Publication(Washington, DC: World Bank, 2008-11) Dinar, Ariel ; Rahman, Shaikh Mahfuzur ; Larson, Donald ; Ambrosi, PhilippeThe Clean Development Mechanism, a provision of The Kyoto Protocol, allows countries that have pledged to reduce their greenhouse gas emissions to gain credit toward their treaty obligations by investing in projects located in developing (host) countries. Such projects are expected to benefit both parties by providing low-cost abatement opportunities for the investor-country, while facilitating capital and technology flows to the host country. This paper analyzes the Clean Development Mechanism market, emphasizing the cooperation aspects between host and investor countries. The analysis uses a dichotomous (yes/no) variable and three continuous variants to measure the level of cooperation, namely the number of joint projects, the volume of carbon dioxide abatement, and the volume of investment in the projects.
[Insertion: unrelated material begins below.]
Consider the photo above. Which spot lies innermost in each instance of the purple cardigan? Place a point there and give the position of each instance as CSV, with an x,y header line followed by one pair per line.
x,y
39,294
The results suggest that economic development, institutional development, the energy structure of the economies, the level of country vulnerability to various climate change effects, and the state of international relations between the host and investor countries are good predictors of the level of cooperation in Clean Development Mechanism projects. The main policy conclusions include the importance of simplifying the project regulation/clearance cycle; improving the governance structure host and investor countries; and strengthening trade or other long-term economic activities that engage the countries.